Been doubting the self I had nurtured years ago. It all started years back when I used to be a girl with dreams and hopes. A girl who was into the life she always wanted to live. But someway in the run of pursuing my dream the world outside didn’t seem to be supportive towards my thoughts.

The alone fight to give a fly to my dreams was too tough, until then when a stranger companion forwarded his hand for friendship. The beginning was very sweet. He used to support – me in ways so that I could pursue my dreams. He used to be with me all the time whenever I faced any difficulties and hurdles. It was all going well, till the real problems started engulfing the boundaries.

When everything was going well, the boy who used to be my best secret keeper, started demanding things from me in order to fulfill his own terms and wish. Things started paving different directions. Once who used to be the best companion now was becoming worse than evil.

My dreams now turned into burdens and useless stuff for the one who was helping me out day in and out to achieve
my dreams. Slowly I was in a trap that I had no clue about. My dreams were now ventilated with harsh demands. I experienced my first outbreak.

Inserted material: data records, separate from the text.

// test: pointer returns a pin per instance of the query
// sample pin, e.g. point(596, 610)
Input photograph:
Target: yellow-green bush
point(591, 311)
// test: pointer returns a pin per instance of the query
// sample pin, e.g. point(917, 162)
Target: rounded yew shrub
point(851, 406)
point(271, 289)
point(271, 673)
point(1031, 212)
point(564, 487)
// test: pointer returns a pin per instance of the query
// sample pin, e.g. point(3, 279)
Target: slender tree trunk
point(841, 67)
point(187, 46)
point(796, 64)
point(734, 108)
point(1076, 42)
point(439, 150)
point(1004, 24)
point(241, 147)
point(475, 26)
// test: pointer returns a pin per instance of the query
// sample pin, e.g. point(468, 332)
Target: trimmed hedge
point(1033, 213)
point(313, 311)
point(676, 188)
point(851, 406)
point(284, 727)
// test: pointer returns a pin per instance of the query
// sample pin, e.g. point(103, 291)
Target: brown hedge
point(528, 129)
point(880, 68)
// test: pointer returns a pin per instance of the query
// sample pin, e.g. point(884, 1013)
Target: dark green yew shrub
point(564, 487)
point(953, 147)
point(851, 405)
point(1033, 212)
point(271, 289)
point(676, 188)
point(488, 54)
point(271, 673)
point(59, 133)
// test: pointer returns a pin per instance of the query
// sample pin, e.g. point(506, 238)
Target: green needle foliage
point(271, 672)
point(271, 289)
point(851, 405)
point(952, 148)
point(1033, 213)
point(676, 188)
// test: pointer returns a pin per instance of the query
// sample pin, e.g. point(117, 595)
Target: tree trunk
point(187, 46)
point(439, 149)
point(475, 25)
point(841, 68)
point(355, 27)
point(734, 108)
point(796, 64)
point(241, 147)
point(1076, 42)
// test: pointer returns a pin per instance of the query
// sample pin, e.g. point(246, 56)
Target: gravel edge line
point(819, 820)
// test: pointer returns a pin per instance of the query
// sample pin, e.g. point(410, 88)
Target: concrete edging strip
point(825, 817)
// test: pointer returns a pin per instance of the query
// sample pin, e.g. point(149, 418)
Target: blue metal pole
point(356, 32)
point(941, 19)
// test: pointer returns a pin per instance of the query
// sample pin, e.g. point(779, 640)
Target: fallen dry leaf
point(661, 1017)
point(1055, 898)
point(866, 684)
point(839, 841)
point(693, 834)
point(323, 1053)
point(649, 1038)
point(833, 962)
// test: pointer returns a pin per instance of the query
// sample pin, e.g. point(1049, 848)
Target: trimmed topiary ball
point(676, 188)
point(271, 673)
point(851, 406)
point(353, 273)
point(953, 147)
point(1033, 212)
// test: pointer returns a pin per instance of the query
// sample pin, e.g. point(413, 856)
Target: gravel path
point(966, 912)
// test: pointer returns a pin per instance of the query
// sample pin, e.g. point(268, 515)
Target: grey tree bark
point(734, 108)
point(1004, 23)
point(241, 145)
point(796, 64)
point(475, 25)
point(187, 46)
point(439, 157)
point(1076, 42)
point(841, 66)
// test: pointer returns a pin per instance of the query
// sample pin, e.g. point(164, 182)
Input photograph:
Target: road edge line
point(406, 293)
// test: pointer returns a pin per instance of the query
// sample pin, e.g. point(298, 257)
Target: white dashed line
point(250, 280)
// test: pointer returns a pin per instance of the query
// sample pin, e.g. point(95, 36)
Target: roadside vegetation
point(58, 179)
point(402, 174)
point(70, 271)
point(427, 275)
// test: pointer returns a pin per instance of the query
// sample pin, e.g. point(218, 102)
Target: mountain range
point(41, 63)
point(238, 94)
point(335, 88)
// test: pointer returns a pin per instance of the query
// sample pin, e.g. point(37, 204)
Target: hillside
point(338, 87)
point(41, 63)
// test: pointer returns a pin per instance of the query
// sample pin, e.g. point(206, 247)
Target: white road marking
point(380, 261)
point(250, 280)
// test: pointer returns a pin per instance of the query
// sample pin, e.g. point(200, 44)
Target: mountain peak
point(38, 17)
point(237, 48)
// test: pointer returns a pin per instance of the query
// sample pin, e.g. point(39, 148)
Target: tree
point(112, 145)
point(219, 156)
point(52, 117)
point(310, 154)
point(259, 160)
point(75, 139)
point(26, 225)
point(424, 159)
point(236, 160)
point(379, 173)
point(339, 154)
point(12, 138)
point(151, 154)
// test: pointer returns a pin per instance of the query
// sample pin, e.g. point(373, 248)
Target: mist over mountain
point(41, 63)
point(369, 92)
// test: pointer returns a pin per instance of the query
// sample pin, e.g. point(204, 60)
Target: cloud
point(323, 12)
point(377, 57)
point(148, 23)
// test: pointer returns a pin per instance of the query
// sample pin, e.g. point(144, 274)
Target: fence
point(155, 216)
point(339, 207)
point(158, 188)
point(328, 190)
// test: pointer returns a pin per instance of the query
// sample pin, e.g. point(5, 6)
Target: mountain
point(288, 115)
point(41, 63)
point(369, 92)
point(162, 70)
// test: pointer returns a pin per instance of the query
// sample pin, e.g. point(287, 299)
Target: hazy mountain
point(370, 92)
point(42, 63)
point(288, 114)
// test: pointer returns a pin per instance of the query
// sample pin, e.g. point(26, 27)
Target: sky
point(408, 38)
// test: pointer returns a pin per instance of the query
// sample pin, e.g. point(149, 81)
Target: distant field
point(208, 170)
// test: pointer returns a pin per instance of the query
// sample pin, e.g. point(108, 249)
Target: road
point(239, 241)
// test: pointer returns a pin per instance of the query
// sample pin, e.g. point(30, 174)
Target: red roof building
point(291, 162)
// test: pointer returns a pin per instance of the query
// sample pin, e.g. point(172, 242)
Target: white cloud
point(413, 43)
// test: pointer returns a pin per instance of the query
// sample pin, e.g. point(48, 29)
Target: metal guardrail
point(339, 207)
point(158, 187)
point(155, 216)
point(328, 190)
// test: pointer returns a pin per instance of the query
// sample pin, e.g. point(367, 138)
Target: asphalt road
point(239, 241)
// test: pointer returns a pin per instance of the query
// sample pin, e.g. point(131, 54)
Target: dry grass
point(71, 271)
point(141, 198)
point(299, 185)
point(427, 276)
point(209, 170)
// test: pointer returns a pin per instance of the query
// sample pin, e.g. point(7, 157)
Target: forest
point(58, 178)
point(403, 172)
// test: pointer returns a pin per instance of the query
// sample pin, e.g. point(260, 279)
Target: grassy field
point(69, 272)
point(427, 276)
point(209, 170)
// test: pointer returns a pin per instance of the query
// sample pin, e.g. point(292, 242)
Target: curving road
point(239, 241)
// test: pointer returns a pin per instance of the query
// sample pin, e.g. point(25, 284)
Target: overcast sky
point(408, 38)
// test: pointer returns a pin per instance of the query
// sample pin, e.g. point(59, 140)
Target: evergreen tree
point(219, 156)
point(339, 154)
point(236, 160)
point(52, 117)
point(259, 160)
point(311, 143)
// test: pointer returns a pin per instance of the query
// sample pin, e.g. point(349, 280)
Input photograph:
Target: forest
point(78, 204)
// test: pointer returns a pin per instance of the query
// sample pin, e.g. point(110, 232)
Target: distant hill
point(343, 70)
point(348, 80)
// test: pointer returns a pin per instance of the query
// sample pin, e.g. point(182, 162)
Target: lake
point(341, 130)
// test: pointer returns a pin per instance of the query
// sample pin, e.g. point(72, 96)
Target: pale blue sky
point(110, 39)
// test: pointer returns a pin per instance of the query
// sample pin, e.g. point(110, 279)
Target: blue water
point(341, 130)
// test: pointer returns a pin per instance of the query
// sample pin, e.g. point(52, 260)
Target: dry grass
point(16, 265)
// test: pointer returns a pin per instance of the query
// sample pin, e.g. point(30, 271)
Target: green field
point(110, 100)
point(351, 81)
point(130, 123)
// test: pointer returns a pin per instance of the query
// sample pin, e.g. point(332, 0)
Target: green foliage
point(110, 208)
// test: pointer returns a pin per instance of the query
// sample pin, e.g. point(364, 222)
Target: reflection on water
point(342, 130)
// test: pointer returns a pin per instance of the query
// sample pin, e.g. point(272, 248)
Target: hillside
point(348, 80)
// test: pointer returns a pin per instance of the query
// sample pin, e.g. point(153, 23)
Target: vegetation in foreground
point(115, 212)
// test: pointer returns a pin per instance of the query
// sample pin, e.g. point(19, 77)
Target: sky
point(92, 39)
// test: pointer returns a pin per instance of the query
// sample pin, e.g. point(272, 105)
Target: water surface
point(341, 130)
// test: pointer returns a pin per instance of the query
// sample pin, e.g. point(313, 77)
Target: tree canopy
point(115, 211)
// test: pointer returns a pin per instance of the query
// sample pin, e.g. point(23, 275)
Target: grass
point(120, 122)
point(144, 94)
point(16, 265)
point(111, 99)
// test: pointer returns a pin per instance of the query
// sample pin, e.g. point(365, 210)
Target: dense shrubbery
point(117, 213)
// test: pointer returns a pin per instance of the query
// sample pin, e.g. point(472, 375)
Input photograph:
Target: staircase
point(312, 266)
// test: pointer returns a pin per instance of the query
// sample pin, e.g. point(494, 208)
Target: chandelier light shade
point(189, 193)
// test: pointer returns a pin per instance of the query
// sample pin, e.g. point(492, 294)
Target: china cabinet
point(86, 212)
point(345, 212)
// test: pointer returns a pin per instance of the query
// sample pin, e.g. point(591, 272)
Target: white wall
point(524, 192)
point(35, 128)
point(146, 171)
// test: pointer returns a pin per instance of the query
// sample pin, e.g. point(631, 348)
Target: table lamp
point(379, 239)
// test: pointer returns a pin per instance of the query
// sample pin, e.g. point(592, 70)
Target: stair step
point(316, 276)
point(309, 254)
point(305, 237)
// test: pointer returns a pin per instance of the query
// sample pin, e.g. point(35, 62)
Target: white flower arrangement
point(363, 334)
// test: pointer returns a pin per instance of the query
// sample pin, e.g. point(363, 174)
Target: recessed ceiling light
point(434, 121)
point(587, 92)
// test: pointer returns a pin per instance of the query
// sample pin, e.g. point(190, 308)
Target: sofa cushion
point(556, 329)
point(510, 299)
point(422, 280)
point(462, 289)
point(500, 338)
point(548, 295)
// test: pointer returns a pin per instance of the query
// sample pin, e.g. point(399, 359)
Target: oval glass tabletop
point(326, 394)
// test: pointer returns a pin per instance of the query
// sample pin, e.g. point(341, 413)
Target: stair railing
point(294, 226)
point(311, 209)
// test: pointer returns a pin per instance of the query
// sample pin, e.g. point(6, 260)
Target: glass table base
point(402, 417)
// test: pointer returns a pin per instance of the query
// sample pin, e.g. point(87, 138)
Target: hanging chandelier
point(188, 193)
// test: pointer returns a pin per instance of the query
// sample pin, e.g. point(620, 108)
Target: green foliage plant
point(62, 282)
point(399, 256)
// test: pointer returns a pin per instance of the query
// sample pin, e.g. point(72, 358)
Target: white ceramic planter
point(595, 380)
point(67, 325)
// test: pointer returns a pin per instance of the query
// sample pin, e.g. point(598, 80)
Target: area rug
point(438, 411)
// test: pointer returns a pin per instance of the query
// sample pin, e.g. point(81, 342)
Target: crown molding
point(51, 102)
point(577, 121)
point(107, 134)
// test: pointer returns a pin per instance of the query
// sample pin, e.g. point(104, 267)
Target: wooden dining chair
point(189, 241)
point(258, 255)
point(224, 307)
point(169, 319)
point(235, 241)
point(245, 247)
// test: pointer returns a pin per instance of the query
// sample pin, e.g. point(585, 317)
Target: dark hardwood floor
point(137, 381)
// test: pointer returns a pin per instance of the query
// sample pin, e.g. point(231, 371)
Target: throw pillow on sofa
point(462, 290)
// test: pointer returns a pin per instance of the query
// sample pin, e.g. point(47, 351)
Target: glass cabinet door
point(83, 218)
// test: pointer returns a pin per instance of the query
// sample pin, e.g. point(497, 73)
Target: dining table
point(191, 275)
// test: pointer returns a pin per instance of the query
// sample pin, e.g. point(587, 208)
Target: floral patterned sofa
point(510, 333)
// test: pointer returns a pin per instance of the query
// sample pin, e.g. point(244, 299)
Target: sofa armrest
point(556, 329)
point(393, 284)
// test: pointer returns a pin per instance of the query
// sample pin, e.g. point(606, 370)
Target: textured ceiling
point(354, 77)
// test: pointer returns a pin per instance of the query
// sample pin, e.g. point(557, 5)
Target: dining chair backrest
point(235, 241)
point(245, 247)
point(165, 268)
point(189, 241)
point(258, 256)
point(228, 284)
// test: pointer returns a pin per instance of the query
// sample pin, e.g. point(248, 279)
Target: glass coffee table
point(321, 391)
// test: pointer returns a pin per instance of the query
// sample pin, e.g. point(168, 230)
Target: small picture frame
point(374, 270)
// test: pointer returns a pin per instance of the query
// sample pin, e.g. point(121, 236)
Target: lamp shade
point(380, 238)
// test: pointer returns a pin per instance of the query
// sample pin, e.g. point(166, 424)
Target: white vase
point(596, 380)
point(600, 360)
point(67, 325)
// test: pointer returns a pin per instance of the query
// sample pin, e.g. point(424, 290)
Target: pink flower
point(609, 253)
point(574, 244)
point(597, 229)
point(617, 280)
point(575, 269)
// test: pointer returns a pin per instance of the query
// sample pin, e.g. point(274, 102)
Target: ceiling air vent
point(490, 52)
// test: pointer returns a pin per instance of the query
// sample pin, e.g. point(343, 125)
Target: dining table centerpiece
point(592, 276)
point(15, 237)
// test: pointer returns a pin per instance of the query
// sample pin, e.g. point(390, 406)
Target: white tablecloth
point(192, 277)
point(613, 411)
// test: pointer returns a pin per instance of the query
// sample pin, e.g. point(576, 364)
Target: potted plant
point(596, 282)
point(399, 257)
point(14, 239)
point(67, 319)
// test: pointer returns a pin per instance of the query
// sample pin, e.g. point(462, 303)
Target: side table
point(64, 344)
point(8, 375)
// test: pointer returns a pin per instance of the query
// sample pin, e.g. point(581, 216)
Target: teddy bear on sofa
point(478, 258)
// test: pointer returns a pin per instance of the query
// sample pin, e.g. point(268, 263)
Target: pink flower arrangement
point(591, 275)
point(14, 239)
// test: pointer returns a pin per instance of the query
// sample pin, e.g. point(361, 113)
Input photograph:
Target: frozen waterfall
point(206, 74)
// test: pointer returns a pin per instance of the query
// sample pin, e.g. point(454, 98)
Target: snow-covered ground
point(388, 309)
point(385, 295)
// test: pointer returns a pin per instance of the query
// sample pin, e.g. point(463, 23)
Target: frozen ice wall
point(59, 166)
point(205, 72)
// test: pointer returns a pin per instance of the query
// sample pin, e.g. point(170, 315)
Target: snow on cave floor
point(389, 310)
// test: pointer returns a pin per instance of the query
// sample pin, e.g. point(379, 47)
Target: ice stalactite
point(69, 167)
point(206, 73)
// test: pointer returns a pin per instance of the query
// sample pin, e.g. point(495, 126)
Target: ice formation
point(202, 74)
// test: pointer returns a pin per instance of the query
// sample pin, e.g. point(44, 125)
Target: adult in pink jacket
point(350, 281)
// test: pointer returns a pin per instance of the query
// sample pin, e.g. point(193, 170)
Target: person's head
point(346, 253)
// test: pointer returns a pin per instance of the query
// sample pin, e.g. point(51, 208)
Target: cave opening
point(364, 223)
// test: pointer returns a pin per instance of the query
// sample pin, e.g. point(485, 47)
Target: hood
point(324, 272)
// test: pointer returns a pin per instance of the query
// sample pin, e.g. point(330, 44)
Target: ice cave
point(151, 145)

I choked to accept the reality. I was being trapped by a man of ill willpower and I never realized this. I started questioning my existence, I doubted my self-worth. I broke my own rules and saw my dreams shattering in front of me. I saw my heart breaking into pieces in front of me.

I was helpless. I couldn’t breathe my own reality. The person shook and broke my world into pieces which I couldn’t even stick to again. He used me for his own purpose, he used to gain his literals and raise his standards above. He used me as a stepping to rise above and kicked me off too down which was even hard for me to restart from.

This is why I am broke. This is why I don’t socialize much. This is why I trust none. This is why I have set boundaries. A part of me left unstitched forever. A person made me spoil my dreams and gave
me wings so that I could fly above and rise again. Yes, I’m broke; but the fire in me still burns with a high flame of hope.